Aaron Maté
RealClearInvestigations, June 6, 2023
“The FBI’s dependency on CrowdStrike – and, indeed, the entire basis for the Russiagate probe ‒ was further called into question when it emerged that the firm’s president had admitted under oath that it “did not have concrete evidence” of Russian hacking. Shawn Henry, a former close FBI colleague of Directors Robert Mueller and James Comey, made the disclosure to Congress in December 2017. Yet his testimony was kept secret throughout the entirety of the FBI’s Comey- and Mueller-overseen Russia probes, and only became public in May 2020.”

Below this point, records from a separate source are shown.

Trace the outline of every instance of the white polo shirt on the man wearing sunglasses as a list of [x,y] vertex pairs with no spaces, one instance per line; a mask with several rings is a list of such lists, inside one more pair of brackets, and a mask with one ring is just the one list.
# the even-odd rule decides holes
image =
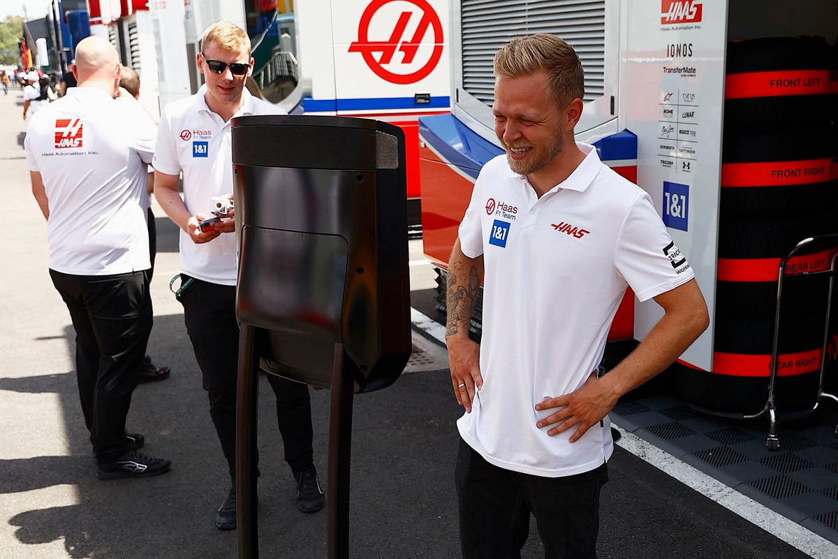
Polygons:
[[[233,191],[230,122],[209,110],[206,91],[203,85],[194,96],[169,103],[163,109],[153,162],[161,173],[184,172],[184,204],[191,215],[211,215],[210,199]],[[257,99],[247,90],[241,95],[244,103],[233,117],[286,114],[281,107]],[[197,245],[181,230],[181,271],[204,282],[235,285],[235,249],[235,235],[225,233]]]

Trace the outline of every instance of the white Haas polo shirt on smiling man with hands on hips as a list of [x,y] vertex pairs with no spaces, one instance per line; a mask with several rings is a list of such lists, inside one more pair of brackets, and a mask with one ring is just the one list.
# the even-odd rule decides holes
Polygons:
[[628,286],[639,300],[693,272],[649,194],[586,158],[541,199],[506,155],[486,163],[459,228],[463,253],[484,257],[484,385],[457,424],[463,440],[499,468],[544,477],[581,474],[613,452],[608,418],[576,443],[535,422],[547,398],[575,391],[602,360]]

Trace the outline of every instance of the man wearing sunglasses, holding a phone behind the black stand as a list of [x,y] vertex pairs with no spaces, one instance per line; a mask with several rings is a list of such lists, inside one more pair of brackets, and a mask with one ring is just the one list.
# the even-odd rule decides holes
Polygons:
[[[222,530],[235,528],[235,389],[239,325],[235,317],[235,214],[201,228],[211,217],[212,198],[232,198],[230,119],[233,116],[282,114],[284,111],[246,91],[253,71],[251,42],[229,22],[204,31],[197,55],[205,84],[187,99],[170,103],[160,116],[154,154],[154,194],[181,229],[181,288],[184,322],[209,394],[209,415],[230,468],[232,487],[215,514]],[[184,173],[184,198],[178,174]],[[285,459],[297,480],[297,507],[323,508],[313,463],[308,386],[268,375],[277,396],[277,420]]]

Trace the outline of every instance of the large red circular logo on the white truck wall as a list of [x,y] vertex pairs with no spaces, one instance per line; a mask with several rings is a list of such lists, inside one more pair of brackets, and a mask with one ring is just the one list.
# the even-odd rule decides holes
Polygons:
[[[381,39],[385,40],[371,39],[370,23],[372,23],[376,13],[379,13],[380,8],[390,3],[411,3],[418,8],[418,11],[402,11],[396,20],[396,25],[389,39],[385,39],[383,34]],[[379,15],[375,20],[378,22],[385,18],[385,15]],[[408,25],[416,21],[418,23],[415,23],[415,27],[411,25],[413,29],[411,35],[408,32]],[[432,49],[430,48],[431,45],[422,48],[424,46],[422,39],[429,30],[433,32]],[[360,53],[364,57],[366,65],[370,66],[370,70],[382,80],[406,85],[414,84],[431,74],[442,58],[442,44],[442,23],[431,4],[427,3],[427,0],[373,0],[361,15],[358,23],[358,40],[349,45],[349,52]],[[421,60],[417,59],[416,54],[422,51],[422,55],[424,55],[427,50],[430,50],[428,60],[419,66]],[[401,60],[394,60],[396,59],[396,52],[401,52]],[[375,54],[379,54],[377,59]],[[396,70],[400,65],[401,70],[405,70],[406,73],[391,71]],[[416,69],[416,66],[419,66],[418,69]]]

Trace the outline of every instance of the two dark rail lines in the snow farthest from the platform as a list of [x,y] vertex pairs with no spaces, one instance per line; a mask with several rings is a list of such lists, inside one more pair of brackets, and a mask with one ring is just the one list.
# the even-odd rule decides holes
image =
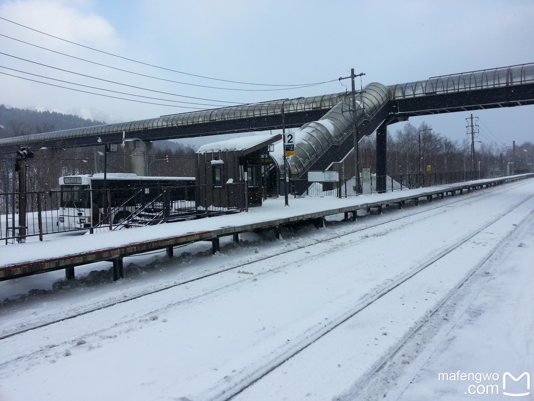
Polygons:
[[[505,212],[502,212],[497,217],[493,218],[491,221],[484,223],[482,226],[478,227],[477,229],[473,230],[469,234],[467,234],[467,235],[463,236],[462,238],[460,238],[460,240],[458,240],[457,242],[455,242],[451,246],[447,246],[441,252],[437,253],[436,256],[426,260],[422,264],[419,264],[417,267],[412,269],[412,271],[408,272],[400,280],[397,280],[396,282],[391,283],[391,285],[389,287],[381,290],[380,292],[378,292],[378,294],[375,294],[374,296],[366,299],[363,302],[363,304],[358,305],[357,307],[355,307],[355,309],[353,309],[353,310],[349,311],[348,313],[344,314],[342,317],[337,318],[333,323],[331,323],[331,325],[328,328],[323,330],[321,333],[316,333],[314,336],[309,338],[309,341],[307,341],[307,342],[305,342],[303,344],[300,344],[300,346],[298,346],[297,348],[294,348],[292,350],[292,352],[290,352],[286,357],[282,358],[281,360],[278,360],[275,364],[272,364],[271,366],[269,366],[267,368],[264,368],[262,372],[256,372],[256,374],[253,377],[250,377],[248,381],[241,383],[241,385],[238,388],[225,389],[218,396],[210,398],[210,401],[230,401],[230,400],[234,399],[235,397],[239,396],[242,392],[244,392],[245,390],[247,390],[250,387],[252,387],[255,383],[260,382],[262,379],[264,379],[266,376],[268,376],[271,372],[276,371],[276,369],[278,369],[282,365],[286,364],[288,361],[290,361],[291,359],[293,359],[294,357],[299,355],[302,351],[304,351],[305,349],[307,349],[310,346],[312,346],[313,344],[315,344],[318,340],[320,340],[321,338],[325,337],[327,334],[332,333],[332,331],[334,331],[336,328],[338,328],[341,325],[343,325],[343,323],[345,323],[345,322],[349,321],[350,319],[354,318],[357,314],[359,314],[360,312],[364,311],[365,309],[367,309],[368,307],[373,305],[380,298],[382,298],[382,297],[386,296],[387,294],[389,294],[389,292],[395,290],[397,287],[399,287],[402,284],[404,284],[404,283],[408,282],[409,280],[413,279],[413,277],[417,276],[419,273],[424,271],[426,268],[434,265],[437,261],[439,261],[440,259],[442,259],[446,255],[449,255],[454,250],[457,250],[461,245],[465,244],[466,242],[471,240],[474,236],[476,236],[477,234],[480,234],[481,232],[483,232],[483,230],[485,230],[486,228],[492,226],[494,223],[498,222],[499,220],[504,218],[507,214],[509,214],[510,212],[512,212],[514,209],[516,209],[517,207],[521,206],[525,202],[529,201],[533,197],[534,197],[534,194],[524,197],[523,199],[521,199],[520,202],[515,203],[514,205],[509,207]],[[410,335],[407,338],[405,338],[404,341],[401,341],[400,343],[398,343],[397,344],[398,346],[396,347],[396,349],[393,352],[391,352],[387,356],[387,358],[385,358],[385,360],[383,360],[383,362],[376,369],[374,369],[373,372],[371,372],[371,374],[368,375],[368,377],[370,377],[371,375],[375,374],[376,372],[379,372],[380,369],[382,369],[384,367],[384,365],[386,365],[387,361],[392,356],[394,356],[397,353],[397,351],[399,349],[401,349],[406,344],[407,341],[410,340],[410,338],[413,336],[413,334],[416,333],[418,330],[420,330],[421,327],[425,324],[425,322],[427,322],[431,317],[433,317],[435,314],[437,314],[438,311],[447,303],[447,301],[462,286],[464,286],[469,281],[469,279],[475,274],[475,272],[481,266],[483,266],[494,255],[494,253],[500,248],[500,246],[504,242],[506,242],[508,240],[508,238],[510,238],[516,232],[516,230],[522,225],[522,223],[525,222],[530,217],[532,217],[532,214],[534,214],[534,209],[531,210],[521,220],[521,222],[518,225],[514,225],[515,228],[511,232],[509,232],[504,238],[502,238],[497,244],[494,245],[494,247],[491,249],[491,251],[480,261],[480,263],[478,263],[473,269],[471,269],[471,271],[469,272],[467,277],[464,280],[462,280],[457,286],[455,286],[454,288],[452,288],[449,291],[449,293],[445,297],[445,300],[443,300],[443,302],[436,309],[431,311],[427,315],[427,318],[425,320],[423,320],[421,322],[421,324],[418,325],[412,331],[412,333],[410,333]],[[385,396],[386,395],[384,394],[384,397]]]

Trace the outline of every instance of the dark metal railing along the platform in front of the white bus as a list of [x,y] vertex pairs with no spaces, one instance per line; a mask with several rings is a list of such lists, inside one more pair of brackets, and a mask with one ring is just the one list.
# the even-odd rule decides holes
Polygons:
[[104,232],[247,209],[246,183],[0,194],[0,240]]

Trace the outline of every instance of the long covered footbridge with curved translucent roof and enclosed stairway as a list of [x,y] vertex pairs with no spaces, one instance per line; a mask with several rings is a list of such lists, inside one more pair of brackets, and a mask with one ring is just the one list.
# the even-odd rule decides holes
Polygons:
[[[534,104],[534,63],[386,86],[368,84],[357,95],[356,130],[360,140],[377,131],[377,175],[386,172],[386,127],[416,115]],[[120,143],[123,135],[144,141],[254,132],[297,127],[291,173],[324,170],[354,148],[350,94],[281,99],[166,115],[159,118],[0,139],[0,151],[19,146],[68,148]],[[281,147],[275,152],[281,155]]]

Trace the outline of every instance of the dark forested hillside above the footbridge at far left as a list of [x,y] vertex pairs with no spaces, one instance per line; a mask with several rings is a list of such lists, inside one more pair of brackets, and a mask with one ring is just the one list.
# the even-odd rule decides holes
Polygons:
[[103,124],[106,122],[84,119],[73,114],[17,109],[0,105],[0,138]]

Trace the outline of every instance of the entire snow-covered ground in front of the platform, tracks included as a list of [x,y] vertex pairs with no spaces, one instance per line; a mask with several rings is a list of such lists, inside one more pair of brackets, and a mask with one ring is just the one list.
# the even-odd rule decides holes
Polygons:
[[0,283],[0,399],[472,397],[437,373],[531,372],[533,195],[525,180],[215,256],[187,245],[115,283]]

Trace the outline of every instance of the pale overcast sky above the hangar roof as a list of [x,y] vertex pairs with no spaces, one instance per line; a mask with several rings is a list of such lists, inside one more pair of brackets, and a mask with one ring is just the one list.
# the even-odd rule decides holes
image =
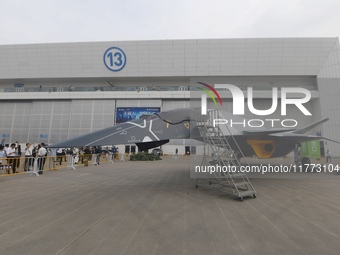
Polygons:
[[338,0],[2,0],[0,44],[339,37]]

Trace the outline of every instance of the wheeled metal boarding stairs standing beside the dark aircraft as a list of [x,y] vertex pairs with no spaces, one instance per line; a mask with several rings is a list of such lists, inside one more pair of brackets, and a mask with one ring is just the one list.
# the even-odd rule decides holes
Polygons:
[[[237,196],[240,201],[244,197],[256,197],[256,191],[244,171],[241,171],[241,157],[244,157],[233,134],[227,125],[223,125],[223,133],[220,125],[213,125],[214,119],[221,119],[218,110],[210,110],[209,118],[197,121],[197,128],[204,142],[204,154],[201,166],[215,167],[215,170],[207,179],[197,178],[198,186],[211,186],[219,189],[221,193],[229,193]],[[230,146],[230,142],[238,147],[238,155]],[[203,182],[202,182],[203,180]]]

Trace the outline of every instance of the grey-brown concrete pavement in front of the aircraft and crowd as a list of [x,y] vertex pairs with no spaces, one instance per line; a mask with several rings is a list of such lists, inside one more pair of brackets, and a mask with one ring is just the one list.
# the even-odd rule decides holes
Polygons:
[[338,254],[340,176],[252,180],[238,202],[189,160],[0,178],[0,254]]

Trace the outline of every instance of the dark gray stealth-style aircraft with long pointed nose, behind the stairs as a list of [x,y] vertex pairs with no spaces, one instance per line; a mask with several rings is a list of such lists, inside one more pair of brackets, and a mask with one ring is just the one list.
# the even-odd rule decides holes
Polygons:
[[[226,119],[232,116],[226,112],[223,114],[224,117],[227,115]],[[211,116],[202,116],[194,109],[176,109],[144,115],[140,119],[91,132],[65,142],[53,144],[50,147],[69,148],[136,144],[140,151],[144,151],[163,145],[170,139],[191,138],[203,141],[197,124],[209,121],[209,118]],[[301,142],[319,139],[333,141],[324,137],[305,134],[327,120],[320,120],[301,129],[236,128],[230,125],[221,125],[220,128],[225,136],[233,135],[234,139],[229,141],[236,154],[241,150],[244,156],[256,155],[258,158],[274,158],[287,155],[294,150],[296,144]]]

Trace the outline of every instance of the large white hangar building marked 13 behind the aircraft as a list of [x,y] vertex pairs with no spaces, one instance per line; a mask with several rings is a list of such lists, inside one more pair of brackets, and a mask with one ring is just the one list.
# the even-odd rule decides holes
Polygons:
[[[339,62],[338,38],[0,45],[0,135],[6,143],[63,141],[115,124],[117,110],[197,105],[191,91],[204,82],[253,87],[258,109],[270,108],[273,87],[305,88],[312,116],[292,105],[287,116],[278,107],[271,117],[296,119],[298,127],[329,117],[311,134],[340,141]],[[232,111],[231,94],[220,95]],[[163,150],[194,146],[173,140]],[[340,156],[339,144],[324,146]]]

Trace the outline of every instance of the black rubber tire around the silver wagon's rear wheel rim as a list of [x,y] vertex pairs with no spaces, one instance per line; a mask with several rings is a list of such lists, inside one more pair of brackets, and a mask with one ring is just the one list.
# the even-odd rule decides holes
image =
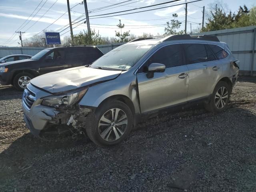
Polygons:
[[[227,97],[227,98],[224,98],[224,99],[225,99],[225,100],[224,100],[225,104],[223,104],[223,103],[221,103],[221,102],[219,103],[219,104],[220,104],[220,107],[222,107],[222,106],[223,106],[223,107],[222,107],[222,108],[218,108],[218,107],[217,107],[217,106],[218,106],[218,98],[215,99],[215,96],[216,96],[216,94],[217,94],[217,91],[218,91],[218,93],[221,91],[220,88],[222,88],[222,87],[226,88],[228,97]],[[224,89],[224,90],[225,90],[225,89]],[[209,112],[216,112],[216,113],[222,112],[222,111],[225,110],[225,109],[227,108],[227,106],[228,106],[230,94],[231,94],[231,87],[230,87],[226,82],[224,82],[224,81],[218,82],[217,85],[216,85],[215,88],[214,88],[214,91],[212,92],[212,96],[211,96],[211,98],[210,98],[210,102],[205,103],[205,104],[204,104],[204,108],[205,108],[207,111],[209,111]],[[226,95],[225,95],[225,96],[226,96]],[[216,106],[216,104],[217,104],[217,106]]]

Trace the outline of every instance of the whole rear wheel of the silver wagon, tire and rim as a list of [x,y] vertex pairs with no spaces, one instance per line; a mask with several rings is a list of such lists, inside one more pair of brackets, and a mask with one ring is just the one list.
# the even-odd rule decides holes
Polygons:
[[204,107],[209,112],[222,112],[228,105],[230,93],[231,88],[226,82],[218,82],[214,88],[210,102],[204,104]]

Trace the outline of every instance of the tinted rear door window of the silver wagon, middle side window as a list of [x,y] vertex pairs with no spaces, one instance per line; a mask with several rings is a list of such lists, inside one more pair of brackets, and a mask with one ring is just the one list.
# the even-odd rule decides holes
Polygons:
[[204,44],[184,44],[188,64],[208,61]]

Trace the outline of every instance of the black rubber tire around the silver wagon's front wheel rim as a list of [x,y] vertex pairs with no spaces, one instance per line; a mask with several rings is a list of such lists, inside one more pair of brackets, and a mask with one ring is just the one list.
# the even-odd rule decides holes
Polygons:
[[[98,125],[100,123],[100,119],[102,118],[102,116],[104,114],[106,114],[107,112],[111,112],[110,111],[111,109],[116,109],[116,108],[120,109],[120,111],[122,113],[124,112],[124,114],[126,114],[127,126],[126,126],[124,133],[120,136],[120,138],[118,138],[117,140],[113,140],[113,141],[106,141],[100,136],[100,128],[102,126],[100,126],[100,128],[99,128]],[[113,145],[116,145],[116,144],[122,142],[129,135],[129,133],[132,129],[133,116],[132,116],[132,112],[131,112],[130,108],[126,104],[124,104],[123,102],[120,102],[118,100],[113,100],[113,101],[107,101],[104,104],[101,104],[96,109],[95,113],[91,113],[88,116],[87,122],[88,122],[88,124],[86,126],[86,133],[87,133],[88,137],[90,138],[90,140],[92,140],[92,142],[94,142],[96,145],[98,145],[100,147],[108,147],[108,146],[113,146]],[[111,125],[106,126],[106,127],[109,128],[110,126]],[[107,130],[107,128],[106,128],[106,130]],[[110,132],[108,132],[110,135],[114,134],[113,127],[111,128]],[[118,133],[120,134],[121,132],[118,132]],[[115,136],[115,135],[113,135],[113,136]]]

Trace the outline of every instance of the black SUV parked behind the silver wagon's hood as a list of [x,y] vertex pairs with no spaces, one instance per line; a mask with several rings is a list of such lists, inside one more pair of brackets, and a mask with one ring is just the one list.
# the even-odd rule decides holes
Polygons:
[[[12,84],[23,90],[36,76],[53,71],[88,65],[103,53],[96,46],[66,46],[48,48],[30,59],[0,64],[0,84]],[[54,82],[54,80],[52,80]]]

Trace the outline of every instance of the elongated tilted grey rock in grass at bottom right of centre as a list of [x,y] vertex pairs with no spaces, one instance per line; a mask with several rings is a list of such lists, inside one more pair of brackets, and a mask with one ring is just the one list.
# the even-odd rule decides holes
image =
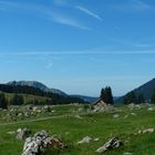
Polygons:
[[122,145],[123,145],[123,143],[121,142],[121,140],[118,137],[114,137],[114,138],[110,140],[108,142],[106,142],[102,147],[97,148],[96,152],[104,153],[108,149],[118,148]]

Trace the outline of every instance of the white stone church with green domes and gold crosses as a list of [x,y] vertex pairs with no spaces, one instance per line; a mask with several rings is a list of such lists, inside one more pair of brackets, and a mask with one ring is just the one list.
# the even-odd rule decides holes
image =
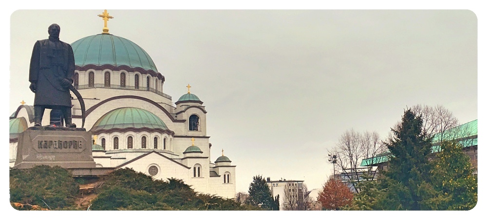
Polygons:
[[[198,192],[235,197],[235,165],[223,150],[211,161],[207,112],[189,85],[174,106],[172,97],[163,93],[165,77],[150,55],[131,40],[109,34],[106,27],[71,46],[74,86],[84,99],[84,128],[92,132],[97,167],[130,167],[154,179],[182,179]],[[73,122],[80,128],[81,107],[72,97]],[[59,117],[46,109],[42,125],[60,123]],[[31,126],[34,107],[20,105],[10,116],[11,167],[18,135]]]

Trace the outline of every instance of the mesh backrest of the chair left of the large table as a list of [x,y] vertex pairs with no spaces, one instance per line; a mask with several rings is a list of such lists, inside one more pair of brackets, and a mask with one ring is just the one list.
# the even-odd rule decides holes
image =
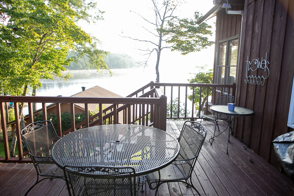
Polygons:
[[21,130],[21,138],[28,152],[39,157],[50,157],[53,145],[59,140],[49,120],[30,123]]

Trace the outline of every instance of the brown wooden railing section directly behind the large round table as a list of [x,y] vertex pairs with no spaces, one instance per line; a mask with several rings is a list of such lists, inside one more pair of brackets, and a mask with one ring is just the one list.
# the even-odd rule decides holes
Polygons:
[[[106,123],[118,124],[141,124],[153,126],[162,130],[166,130],[166,96],[157,92],[158,89],[152,88],[148,92],[144,93],[140,97],[127,97],[127,98],[89,98],[89,97],[37,97],[37,96],[0,96],[0,112],[1,112],[1,125],[3,131],[4,140],[4,152],[5,158],[0,157],[0,162],[14,162],[14,163],[29,163],[31,159],[24,158],[22,142],[21,142],[21,126],[20,126],[20,116],[19,116],[19,103],[27,103],[29,109],[29,122],[34,121],[33,116],[33,103],[42,103],[42,115],[43,120],[47,120],[46,103],[56,103],[56,117],[57,117],[57,127],[56,131],[59,137],[65,134],[75,131],[82,125],[84,127],[102,125]],[[18,158],[11,158],[9,155],[9,145],[7,136],[7,124],[5,117],[4,103],[13,102],[14,103],[14,113],[15,113],[15,129],[17,146],[18,146]],[[61,130],[61,103],[70,104],[70,115],[71,115],[71,129],[62,131]],[[75,124],[75,111],[74,104],[83,103],[85,104],[85,120],[79,124]],[[99,105],[99,112],[89,118],[88,104],[95,103]],[[103,109],[102,104],[112,104],[108,108]],[[152,111],[149,108],[153,108]],[[100,112],[102,111],[102,112]],[[123,113],[122,122],[118,118],[118,114]],[[152,115],[151,115],[152,114]],[[151,120],[151,116],[153,119]],[[95,120],[94,120],[95,119]]]

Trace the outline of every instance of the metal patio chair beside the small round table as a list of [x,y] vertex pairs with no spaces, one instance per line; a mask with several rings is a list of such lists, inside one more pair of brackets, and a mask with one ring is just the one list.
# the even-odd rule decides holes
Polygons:
[[[228,95],[228,94],[221,94],[218,96],[218,99],[216,101],[215,105],[228,105],[228,103],[233,103],[234,102],[234,96],[232,95]],[[218,126],[218,121],[220,120],[228,120],[228,117],[224,114],[220,114],[220,113],[215,113],[213,112],[212,114],[203,114],[203,107],[204,106],[210,106],[210,105],[203,105],[202,106],[202,114],[200,115],[201,121],[202,120],[208,120],[208,121],[212,121],[213,123],[216,123],[216,126],[218,127],[218,130],[220,130],[219,126]],[[200,121],[200,123],[201,123]],[[214,134],[216,133],[216,127],[214,128]]]

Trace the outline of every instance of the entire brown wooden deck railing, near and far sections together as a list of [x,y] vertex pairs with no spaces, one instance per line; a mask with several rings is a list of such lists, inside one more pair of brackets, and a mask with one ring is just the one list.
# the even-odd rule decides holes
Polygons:
[[[196,88],[199,88],[199,95],[195,94]],[[7,126],[15,124],[17,138],[21,138],[19,103],[27,103],[29,114],[27,124],[34,121],[33,103],[42,104],[42,117],[47,120],[46,103],[56,103],[56,119],[57,134],[62,137],[67,133],[75,131],[81,127],[89,127],[102,124],[140,124],[153,126],[162,130],[166,130],[167,119],[191,119],[199,118],[197,111],[201,108],[199,101],[198,108],[195,107],[196,97],[206,98],[206,104],[209,103],[209,89],[218,93],[231,92],[235,96],[235,83],[231,85],[220,84],[178,84],[178,83],[154,83],[143,86],[133,92],[126,98],[89,98],[89,97],[37,97],[37,96],[0,96],[0,112],[1,112],[1,128],[3,131],[5,157],[0,157],[0,162],[29,163],[30,159],[24,158],[21,140],[17,140],[19,156],[18,158],[9,156]],[[189,99],[188,96],[191,95]],[[168,101],[167,101],[168,100]],[[176,101],[174,101],[176,100]],[[15,122],[6,124],[4,103],[14,103]],[[71,128],[68,130],[61,129],[61,109],[62,103],[70,105]],[[85,105],[85,120],[81,123],[75,123],[75,103]],[[88,104],[95,103],[98,105],[99,112],[89,117]],[[110,104],[107,108],[103,108],[103,104]],[[176,112],[169,110],[167,117],[167,105],[170,108],[177,108]],[[207,108],[206,108],[207,110]],[[100,112],[101,111],[101,112]],[[180,112],[182,111],[182,112]],[[119,114],[123,114],[123,118],[119,118]]]

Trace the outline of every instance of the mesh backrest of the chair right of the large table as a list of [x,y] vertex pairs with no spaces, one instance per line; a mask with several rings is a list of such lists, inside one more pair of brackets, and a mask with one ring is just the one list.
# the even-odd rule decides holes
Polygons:
[[177,160],[188,160],[181,164],[183,172],[185,172],[187,176],[191,176],[192,174],[205,137],[206,131],[200,123],[194,121],[186,121],[184,123],[181,134],[178,138],[180,152]]

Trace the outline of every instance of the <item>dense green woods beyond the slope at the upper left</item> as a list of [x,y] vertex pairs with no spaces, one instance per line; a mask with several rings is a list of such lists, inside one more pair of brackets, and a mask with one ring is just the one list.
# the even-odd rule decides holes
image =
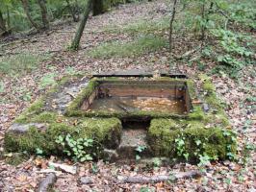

Special Counsel John Durham’s final report faults the FBI for opening the Trump-Russia collusion investigation on baseless grounds and relying on Hillary Clinton-funded material to pursue it, all while ignoring a warning that Clinton was plotting to frame Trump as a Russian asset. Yet Durham does not address the Clinton campaign’s equally central tie to Russiagate’s other foundational allegation: that Russia interfered in the 2016 election by hacking Democratic party servers and releasing the material through Wikileaks to help elect Trump.
Durham’s silence on the Clinton team’s role in generating this unproven claim comes despite his unearthing of evidence that newly calls it into question.
Material obtained by Durham’s team shows that the Clinton campaign and its contractor, the cyber-firm CrowdStrike, stonewalled the FBI’s requests for critical data about the alleged Russian hack. Two key Clinton associates who were integral to the Russian hacking claim also appear to have perjured themselves before Congress.
RealClearInvestigations has pieced together these overlooked revelations through court documents connected to Durham’s probe, particularly his unsuccessful prosecution of Clinton campaign attorney Michael Sussmann on a separate perjury charge.